CRONACA

Olmitello, un fiume di acqua nera in strada: che saluto all’estate

Dalla gola ormai interdetta da anni arrivano zaffate di cattivo odore e ruscelli marroni di acqua sporca. Uno schiaffo al buon nome dell'antica fonte

Un fiumiciattolo fetido e dal colore inequivocabile scende lentamente lungo la strada che raggiunge l’arenile del Maronti. Si fa strada tra le barche riportate in riva e nel bel mezzo del sentiero situato nel cuore dei Maronti. Ad osservarlo, perplessi, i turisti che, stupiti e decisamente schifati, si allontanano dal ruscello marroncino, segno inequivocabile da quelle parti qualche conduttura si deve essere rotta andando a peggiorare la reputazione di un posto che un tempo era un vero e proprio fiore all’occhiello del comune di Barano e che oggi invece è abbandonato all’incuria più totale. Ancora vivo è il ricordo di Peppe Iallonardo che proprio in questa gola, vessata dal maltempo, perso la vita nel tentativo di preservare l’attività di famiglia, felice punto di riferimento per quanti si recavano nel ristorante, poi costretto alla chiusura . Era un’oasi di pace. Oggi rimane solo il ricordo di quel luogo di tranquillità, tutto è sostituito da situazioni diffuse di abbandono.
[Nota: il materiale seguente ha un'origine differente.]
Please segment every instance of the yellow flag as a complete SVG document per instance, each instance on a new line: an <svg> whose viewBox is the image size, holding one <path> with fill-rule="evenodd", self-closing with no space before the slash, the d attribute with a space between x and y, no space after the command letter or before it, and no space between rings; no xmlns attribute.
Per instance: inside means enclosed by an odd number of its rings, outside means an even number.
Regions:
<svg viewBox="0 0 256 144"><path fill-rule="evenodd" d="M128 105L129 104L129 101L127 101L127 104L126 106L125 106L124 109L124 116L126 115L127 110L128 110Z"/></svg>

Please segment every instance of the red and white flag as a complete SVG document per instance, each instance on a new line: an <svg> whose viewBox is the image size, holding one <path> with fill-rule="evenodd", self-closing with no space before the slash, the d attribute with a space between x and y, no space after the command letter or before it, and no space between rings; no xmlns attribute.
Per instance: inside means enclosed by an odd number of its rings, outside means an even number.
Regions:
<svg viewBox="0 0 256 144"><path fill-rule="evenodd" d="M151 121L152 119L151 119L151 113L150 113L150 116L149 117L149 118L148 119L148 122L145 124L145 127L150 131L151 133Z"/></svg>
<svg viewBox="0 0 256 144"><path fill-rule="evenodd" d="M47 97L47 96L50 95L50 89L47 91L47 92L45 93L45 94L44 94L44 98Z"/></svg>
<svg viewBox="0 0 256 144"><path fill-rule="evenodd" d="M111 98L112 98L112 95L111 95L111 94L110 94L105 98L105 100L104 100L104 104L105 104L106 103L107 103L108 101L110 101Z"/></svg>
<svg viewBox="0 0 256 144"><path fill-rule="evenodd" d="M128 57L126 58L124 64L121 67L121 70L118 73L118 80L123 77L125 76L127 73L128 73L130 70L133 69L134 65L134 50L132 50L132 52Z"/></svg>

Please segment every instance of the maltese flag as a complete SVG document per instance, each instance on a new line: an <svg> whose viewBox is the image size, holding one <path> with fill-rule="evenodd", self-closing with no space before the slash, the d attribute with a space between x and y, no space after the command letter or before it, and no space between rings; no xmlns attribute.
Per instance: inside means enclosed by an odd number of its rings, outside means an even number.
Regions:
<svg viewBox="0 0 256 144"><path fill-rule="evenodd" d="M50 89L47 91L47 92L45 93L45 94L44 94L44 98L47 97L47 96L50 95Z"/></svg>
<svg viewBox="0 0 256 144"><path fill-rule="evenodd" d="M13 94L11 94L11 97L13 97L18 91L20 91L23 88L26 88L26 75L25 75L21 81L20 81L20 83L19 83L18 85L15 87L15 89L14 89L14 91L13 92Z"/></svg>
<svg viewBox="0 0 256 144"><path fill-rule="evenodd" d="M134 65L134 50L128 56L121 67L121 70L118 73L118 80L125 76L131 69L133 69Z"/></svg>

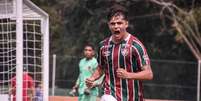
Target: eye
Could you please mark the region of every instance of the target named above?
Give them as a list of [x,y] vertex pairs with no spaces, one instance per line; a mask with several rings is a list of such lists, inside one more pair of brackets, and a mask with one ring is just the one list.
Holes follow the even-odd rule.
[[118,24],[118,25],[121,25],[121,24],[122,24],[122,22],[117,22],[117,24]]

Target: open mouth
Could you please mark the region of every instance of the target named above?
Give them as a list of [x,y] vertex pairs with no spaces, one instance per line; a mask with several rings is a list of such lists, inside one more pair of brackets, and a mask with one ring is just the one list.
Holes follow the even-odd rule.
[[114,31],[114,34],[119,34],[120,33],[120,31]]

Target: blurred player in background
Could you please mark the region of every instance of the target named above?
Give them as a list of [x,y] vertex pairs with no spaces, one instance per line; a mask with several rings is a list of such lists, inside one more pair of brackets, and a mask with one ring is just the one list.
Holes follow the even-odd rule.
[[85,45],[84,58],[79,62],[79,77],[71,92],[73,95],[78,88],[78,101],[96,101],[97,96],[99,95],[98,86],[102,83],[102,78],[97,82],[94,82],[89,88],[85,84],[86,78],[89,78],[98,66],[94,55],[94,46],[91,44]]
[[128,28],[127,10],[115,4],[108,14],[112,35],[99,45],[99,66],[86,79],[88,87],[105,74],[102,101],[144,101],[142,80],[153,78],[150,60],[144,45]]
[[[34,81],[28,74],[28,68],[23,68],[23,101],[32,101],[34,97]],[[13,95],[13,101],[16,101],[16,76],[11,79],[11,93]]]

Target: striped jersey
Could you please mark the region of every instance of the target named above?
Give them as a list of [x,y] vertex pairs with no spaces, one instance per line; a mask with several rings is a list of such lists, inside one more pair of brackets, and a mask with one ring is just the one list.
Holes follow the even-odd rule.
[[142,66],[150,64],[143,44],[133,35],[118,44],[108,37],[99,44],[99,66],[104,70],[104,94],[114,96],[117,101],[143,101],[142,82],[140,80],[120,79],[117,68],[128,72],[139,72]]

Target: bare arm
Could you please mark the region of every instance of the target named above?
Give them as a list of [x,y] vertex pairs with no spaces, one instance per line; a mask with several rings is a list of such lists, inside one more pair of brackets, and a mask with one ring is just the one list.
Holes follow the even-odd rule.
[[117,77],[123,79],[135,79],[135,80],[151,80],[153,79],[153,72],[150,65],[144,65],[143,70],[137,73],[127,72],[126,70],[119,68],[117,70]]

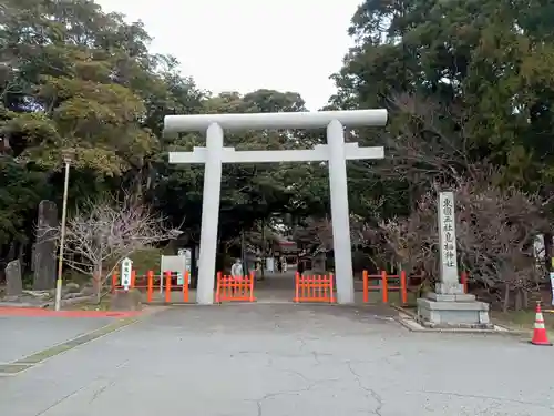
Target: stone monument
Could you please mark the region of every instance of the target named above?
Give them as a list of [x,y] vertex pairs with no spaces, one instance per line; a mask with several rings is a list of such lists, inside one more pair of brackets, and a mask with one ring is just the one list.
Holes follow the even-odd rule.
[[[383,159],[382,146],[359,148],[345,143],[343,128],[387,124],[387,110],[350,110],[254,114],[166,115],[165,133],[206,132],[206,148],[193,152],[170,152],[170,163],[203,163],[204,195],[202,203],[201,255],[197,302],[214,303],[215,257],[222,189],[223,163],[279,163],[327,161],[331,199],[332,242],[337,301],[353,303],[352,252],[346,162]],[[305,150],[235,151],[223,143],[223,130],[327,129],[327,144]]]
[[492,327],[489,304],[464,293],[458,272],[455,204],[453,192],[439,194],[440,282],[434,292],[418,300],[418,318],[429,327]]
[[23,293],[23,280],[21,276],[21,263],[14,260],[6,266],[6,295],[19,296]]
[[52,201],[41,201],[37,222],[37,243],[33,247],[33,290],[48,291],[55,287],[58,206]]

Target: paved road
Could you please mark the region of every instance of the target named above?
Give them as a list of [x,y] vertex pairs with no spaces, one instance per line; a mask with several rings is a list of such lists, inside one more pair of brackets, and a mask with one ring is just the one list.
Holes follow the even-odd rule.
[[0,316],[0,364],[101,328],[113,318]]
[[9,416],[552,416],[554,348],[332,306],[182,306],[0,377]]

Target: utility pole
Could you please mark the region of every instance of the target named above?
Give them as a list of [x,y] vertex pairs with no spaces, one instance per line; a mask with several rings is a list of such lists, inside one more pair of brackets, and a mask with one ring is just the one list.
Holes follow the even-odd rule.
[[69,171],[71,159],[69,155],[64,155],[63,161],[65,163],[65,177],[63,181],[63,205],[62,205],[62,224],[60,227],[60,253],[58,257],[58,278],[55,281],[55,311],[60,311],[62,301],[62,275],[63,275],[63,248],[65,244],[65,222],[68,216],[68,191],[69,191]]

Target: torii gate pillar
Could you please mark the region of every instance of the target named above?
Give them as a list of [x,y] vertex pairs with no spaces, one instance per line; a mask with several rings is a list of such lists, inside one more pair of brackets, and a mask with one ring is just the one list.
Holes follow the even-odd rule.
[[[357,143],[345,143],[343,126],[383,126],[387,124],[387,110],[166,115],[164,124],[165,133],[206,131],[206,148],[195,148],[194,152],[170,152],[170,163],[205,163],[199,274],[196,291],[196,300],[199,304],[214,303],[222,164],[321,160],[329,162],[337,301],[340,304],[353,303],[346,161],[383,159],[384,152],[383,148],[358,148]],[[235,149],[223,145],[223,129],[236,131],[321,128],[327,128],[328,144],[317,145],[315,149],[235,152]]]

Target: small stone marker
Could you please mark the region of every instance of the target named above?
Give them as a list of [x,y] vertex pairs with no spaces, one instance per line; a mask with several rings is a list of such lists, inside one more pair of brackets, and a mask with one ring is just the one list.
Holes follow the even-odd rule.
[[125,291],[131,287],[131,273],[133,271],[133,261],[125,257],[121,261],[121,285]]
[[463,287],[458,276],[458,252],[454,221],[454,193],[439,194],[439,244],[441,251],[441,282],[437,293],[462,294]]
[[440,282],[434,292],[418,300],[418,319],[423,326],[484,328],[492,326],[489,304],[464,293],[459,281],[453,192],[439,194]]
[[19,296],[23,293],[23,280],[21,278],[21,264],[19,260],[14,260],[6,266],[6,283],[8,296]]

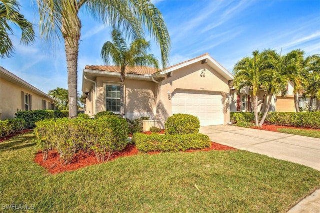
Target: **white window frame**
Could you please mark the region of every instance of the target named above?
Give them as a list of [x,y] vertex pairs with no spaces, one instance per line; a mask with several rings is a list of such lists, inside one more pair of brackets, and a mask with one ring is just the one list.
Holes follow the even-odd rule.
[[[110,112],[113,112],[114,114],[120,114],[120,94],[119,94],[119,97],[107,97],[108,95],[108,91],[106,90],[107,89],[107,87],[108,86],[116,86],[117,87],[119,87],[119,93],[120,93],[120,84],[117,84],[117,83],[109,83],[109,82],[106,82],[104,84],[104,92],[105,92],[105,96],[104,96],[104,100],[106,101],[106,103],[104,104],[104,107],[106,107],[105,109],[106,111],[110,111]],[[112,90],[111,90],[111,91],[112,92]],[[108,107],[106,106],[107,104],[107,99],[109,99],[109,100],[119,100],[119,111],[112,111],[112,110],[107,110]],[[116,105],[116,106],[118,106],[118,104]]]

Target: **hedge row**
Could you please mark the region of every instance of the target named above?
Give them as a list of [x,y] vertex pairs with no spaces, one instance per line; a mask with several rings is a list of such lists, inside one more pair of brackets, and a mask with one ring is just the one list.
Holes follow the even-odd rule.
[[70,163],[74,154],[82,150],[94,151],[98,162],[107,161],[113,152],[123,150],[128,143],[128,123],[116,116],[98,119],[84,117],[46,119],[36,122],[36,141],[44,160],[49,151],[56,149],[62,164]]
[[68,116],[68,110],[37,110],[21,111],[16,113],[16,118],[26,121],[26,129],[32,129],[36,127],[36,122],[41,120],[50,118],[60,118]]
[[26,121],[14,118],[0,121],[0,137],[4,137],[10,134],[16,133],[24,129]]
[[[261,119],[262,114],[259,115]],[[234,123],[250,122],[254,116],[251,112],[232,112],[230,121]],[[270,124],[320,129],[320,112],[268,112],[264,121]]]
[[136,148],[142,152],[178,152],[190,149],[209,147],[210,141],[207,135],[200,133],[184,135],[146,135],[134,133],[132,141]]

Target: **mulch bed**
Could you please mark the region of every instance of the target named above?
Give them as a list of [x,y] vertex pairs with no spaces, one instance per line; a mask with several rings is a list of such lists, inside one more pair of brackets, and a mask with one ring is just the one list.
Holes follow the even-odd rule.
[[288,126],[278,126],[278,125],[272,125],[270,124],[263,124],[262,125],[262,127],[257,127],[257,126],[252,126],[250,128],[252,129],[261,129],[262,130],[266,130],[266,131],[271,131],[272,132],[278,132],[278,129],[280,128],[286,128],[286,129],[304,129],[306,130],[318,130],[320,131],[320,130],[316,130],[314,129],[310,129],[310,128],[302,128],[302,127],[290,127]]
[[[201,150],[189,150],[185,152],[230,150],[236,150],[236,149],[212,142],[211,146],[208,148]],[[148,154],[150,155],[155,155],[160,152],[148,152]],[[111,156],[110,156],[109,161],[116,159],[118,158],[122,157],[138,155],[138,154],[139,154],[139,152],[136,146],[132,144],[128,144],[122,151],[116,152],[112,155]],[[98,164],[96,160],[96,157],[93,152],[87,153],[80,152],[79,153],[74,154],[74,158],[70,164],[63,166],[60,162],[59,156],[56,150],[52,150],[49,152],[48,158],[45,161],[43,160],[42,152],[40,151],[36,154],[34,161],[40,166],[46,168],[48,172],[52,174],[76,170],[89,165]]]
[[8,136],[0,137],[0,143],[2,142],[2,141],[6,141],[7,140],[9,140],[10,138],[12,138],[14,136],[16,136],[16,135],[19,135],[20,134],[22,134],[22,133],[24,133],[26,132],[30,132],[32,130],[30,130],[30,129],[24,129],[24,130],[22,131],[21,132],[18,132],[18,133],[12,134],[11,135],[8,135]]

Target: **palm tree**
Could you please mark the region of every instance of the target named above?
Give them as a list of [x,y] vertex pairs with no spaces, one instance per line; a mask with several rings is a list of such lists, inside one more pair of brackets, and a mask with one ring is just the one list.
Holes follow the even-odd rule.
[[258,124],[258,90],[266,87],[270,81],[270,63],[264,54],[258,50],[252,52],[252,57],[246,57],[238,61],[234,68],[234,87],[239,92],[245,87],[249,87],[254,96],[254,123]]
[[79,13],[86,10],[98,20],[122,27],[133,39],[148,30],[160,46],[162,65],[168,62],[169,34],[159,10],[150,0],[37,0],[41,35],[63,39],[68,72],[69,117],[77,116],[77,69],[81,23]]
[[29,44],[34,41],[33,26],[20,13],[20,6],[16,0],[0,0],[0,56],[2,58],[10,57],[14,50],[10,36],[14,33],[10,22],[21,29],[20,43]]
[[126,39],[120,31],[114,29],[112,32],[112,42],[106,41],[101,50],[101,57],[106,64],[112,61],[120,67],[120,115],[124,115],[124,91],[126,68],[128,66],[153,66],[158,68],[158,61],[152,54],[147,54],[150,43],[144,38],[134,39],[127,46]]
[[[313,110],[312,105],[314,99],[318,102],[320,99],[320,55],[308,56],[304,61],[304,72],[302,84],[304,95],[310,96],[309,111]],[[316,110],[318,109],[316,106]]]
[[268,84],[265,85],[268,96],[268,101],[259,126],[262,126],[264,122],[273,95],[280,93],[282,96],[286,94],[289,77],[292,76],[292,73],[296,73],[298,69],[299,62],[297,62],[297,53],[296,50],[293,50],[285,55],[281,55],[275,50],[270,49],[262,53],[265,55],[268,63],[270,63],[268,66],[270,76]]

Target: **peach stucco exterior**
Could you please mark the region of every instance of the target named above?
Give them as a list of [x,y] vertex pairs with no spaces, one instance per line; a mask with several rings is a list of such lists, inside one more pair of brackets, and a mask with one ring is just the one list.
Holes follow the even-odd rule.
[[0,119],[14,118],[18,111],[24,110],[22,94],[32,97],[31,110],[51,109],[54,103],[53,98],[0,67]]
[[[172,114],[172,99],[178,93],[186,91],[220,97],[219,101],[223,108],[222,123],[226,124],[230,122],[228,82],[232,79],[232,75],[226,70],[222,71],[221,68],[217,68],[220,65],[208,54],[202,56],[170,67],[170,72],[128,75],[124,90],[125,117],[132,119],[149,116],[158,121],[159,127],[163,128],[165,121]],[[206,58],[210,59],[209,62],[203,62],[203,59]],[[106,85],[120,85],[118,74],[84,70],[85,113],[92,116],[106,110]]]

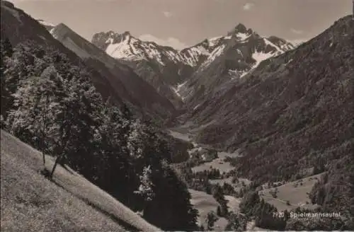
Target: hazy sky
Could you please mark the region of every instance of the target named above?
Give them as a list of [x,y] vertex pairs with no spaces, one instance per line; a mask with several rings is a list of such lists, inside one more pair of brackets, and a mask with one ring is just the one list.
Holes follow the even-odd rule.
[[263,35],[293,40],[321,33],[352,13],[352,0],[10,0],[32,17],[64,23],[88,40],[130,31],[181,47],[225,35],[239,23]]

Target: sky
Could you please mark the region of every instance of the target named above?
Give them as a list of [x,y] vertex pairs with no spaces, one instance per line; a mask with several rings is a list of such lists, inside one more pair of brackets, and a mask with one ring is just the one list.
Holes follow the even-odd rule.
[[9,0],[33,18],[65,23],[90,40],[129,31],[177,49],[242,23],[261,35],[308,40],[352,14],[353,0]]

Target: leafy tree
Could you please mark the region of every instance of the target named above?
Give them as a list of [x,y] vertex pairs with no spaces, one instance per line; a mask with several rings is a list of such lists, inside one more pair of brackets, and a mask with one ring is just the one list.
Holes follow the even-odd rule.
[[214,224],[217,221],[217,216],[215,213],[212,211],[207,213],[207,218],[205,219],[205,223],[207,224],[207,231],[210,231],[213,230]]
[[244,231],[247,227],[247,219],[239,214],[231,213],[227,219],[225,231]]

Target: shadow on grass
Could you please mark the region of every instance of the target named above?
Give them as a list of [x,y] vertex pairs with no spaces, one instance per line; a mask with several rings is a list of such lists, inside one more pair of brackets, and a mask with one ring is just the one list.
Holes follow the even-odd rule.
[[[45,173],[45,174],[47,172],[49,172],[49,171],[47,169],[45,169],[45,170],[42,170],[42,172]],[[93,202],[90,202],[88,199],[86,199],[85,197],[83,197],[80,196],[79,195],[77,195],[77,194],[76,194],[74,192],[72,192],[70,191],[68,191],[62,185],[61,185],[58,182],[55,181],[55,180],[50,179],[49,178],[49,175],[47,177],[46,177],[46,178],[48,180],[50,180],[52,183],[54,183],[55,185],[58,186],[59,187],[62,188],[65,191],[69,192],[74,196],[75,196],[78,199],[79,199],[82,200],[84,202],[85,202],[87,205],[93,207],[93,209],[95,209],[96,210],[98,211],[99,212],[101,212],[101,213],[105,214],[105,216],[108,216],[113,221],[115,221],[118,224],[119,224],[120,226],[121,226],[122,227],[123,227],[127,231],[139,231],[139,230],[138,228],[137,228],[135,226],[133,226],[130,225],[129,223],[127,223],[127,222],[126,222],[126,221],[123,221],[123,220],[118,218],[113,214],[110,213],[110,212],[108,212],[108,211],[107,211],[101,209],[98,205],[97,205],[96,204],[95,204]]]

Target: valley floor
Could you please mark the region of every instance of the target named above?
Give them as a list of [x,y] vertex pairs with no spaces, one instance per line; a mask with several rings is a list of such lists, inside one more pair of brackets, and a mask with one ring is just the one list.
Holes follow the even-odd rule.
[[[189,125],[190,126],[190,125]],[[189,133],[188,127],[182,127],[181,128],[173,128],[169,130],[170,134],[175,138],[187,141],[193,144],[195,147],[201,146],[203,145],[197,144],[193,141],[193,133]],[[192,168],[193,172],[202,171],[211,168],[219,169],[221,173],[228,172],[234,169],[229,163],[224,162],[224,158],[227,156],[235,157],[239,154],[236,153],[231,153],[224,151],[218,151],[218,158],[210,162],[202,163],[199,166]],[[279,211],[291,210],[301,207],[307,209],[314,209],[316,204],[309,203],[308,193],[311,191],[312,187],[319,178],[321,174],[309,176],[300,179],[294,182],[287,182],[280,185],[277,187],[278,194],[275,198],[270,194],[270,191],[273,190],[274,187],[268,187],[267,184],[263,185],[263,190],[260,191],[260,197],[263,198],[266,202],[274,205]],[[222,185],[224,182],[231,185],[236,191],[239,191],[242,185],[249,185],[251,181],[246,178],[239,178],[239,182],[232,183],[232,178],[210,180],[212,184],[219,184]],[[204,224],[207,213],[214,211],[217,211],[219,203],[211,195],[207,195],[204,192],[189,190],[192,196],[191,203],[194,205],[196,209],[198,210],[200,216],[198,219],[199,223]],[[229,201],[229,210],[234,212],[239,212],[239,204],[241,200],[241,198],[235,198],[232,196],[225,195],[225,198]],[[227,221],[223,217],[219,218],[215,224],[215,231],[222,231]],[[254,221],[249,221],[247,225],[247,230],[255,231],[267,231],[261,228],[256,227]]]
L’acqua di fogna che finisce direttamente in mare andando ad alterare l’equilibrio della foce dell’Olmitello ne è la prova più evidente . Un luogo che già negli anni passati è stato oggetto dei controlli dell’Arpac che in qualche caso, proprio nel tratto di mare che bagna la spiaggia posizionata di fronte al laghetto di scolo che si forma in prossimità del ponte, è stato trovato fortemente inquinato da batteri. Davvero un pessimo saluto all’estate. Intanto all’interno della gola altre novità sono state aggiunte alla doccia che già è stata oggetto di interrogativi e stupore, dopo che era apparso un rubinetto nelle docce, ora il lavoro sembra essere stato completato con altri tubi e una piattaforma di pietra.

Chi ha fatto questo lavoro? Dalle voci che circolano – come dichiarato dall’avvocato Giuseppe Di Meglio nel commento all’immagine del rubinetto asciutto di qualche settimana fa – è stato un semplice cittadino a improvvisarsi idraulico. A proprie spese ha collegato il rubinetto alla vasca che all’interno dell’edificio abbandonato raccoglie l’acqua sorgiva. Per qualche giorno, secondo testimonianze dirette di chi ha frequentato la zona, l’impianto ha funzionato erogando l’ acqua poi qualcuno che evidentemente ha la possibilità di accedere alla vasca ha interrotto il collegamento. Qualche settimana fa secondo la testimonianza di chi ha frequentato la zona nel cuore dell’estate, era ancora presente un tubo da dove sgorgava l’acqua sorgiva e veniva tirata su dal sottosuolo tramite un motorino. A quando il ripristino alla situazione originale, ovvero la riapertura dello stabilimento, attrattore per migliaia di persone interessate a giovare della fonte miracolosa? Sempre secondo l’avvocato Di Meglio l’attuale Amministrazione non è favorevole a tale soluzione ed ha destinato un finanziamento di circa un milione di euro ottenuto per il recupero ambientale della sorgente di Olmitello, alla realizzazione di un seminterrato sotto l’attuale piazza. “Credo – ha dichiarato sui social l’avvocato baranese – che occorrerebbe una massiccia mobilitazione degli operatori e dei cittadini per una inversione di rotta”.

Dopo l’apposizione dei vari cartelli che ne vieterebbero l’ingresso e le ordinanze di divieto di accesso risalenti al 2007 e l’interdizione dell’area a partire dalla Cambusa effettuata nel febbraio del 2015, che ha sancito la chiusura delle strutture ricettive della Pensione Olmitello e l’Oasi la Vigna, l’Olmitello è diventata area ormai dimenticata a cui accedono solo i più temerari, a proprio rischio e pericolo. Ci si addentra, clandestinamente, per arrivare direttamente alla fonte della preziosa fonte dell’Olmitello e lo fa contro le disposizioni del Comune di Barano, tutto pur di non rinunciare alla preziosa e acqua che sgorga dalla fonte conosciuta fin dall’antichità. Acqua che rimane prigioniera e che fa dilagare la triste certezza, soprattutto tra coloro che erano abituati come abitudine quasi quotidiana a giovare di quelle acque, della progressiva perdita di ricchezze del territorio.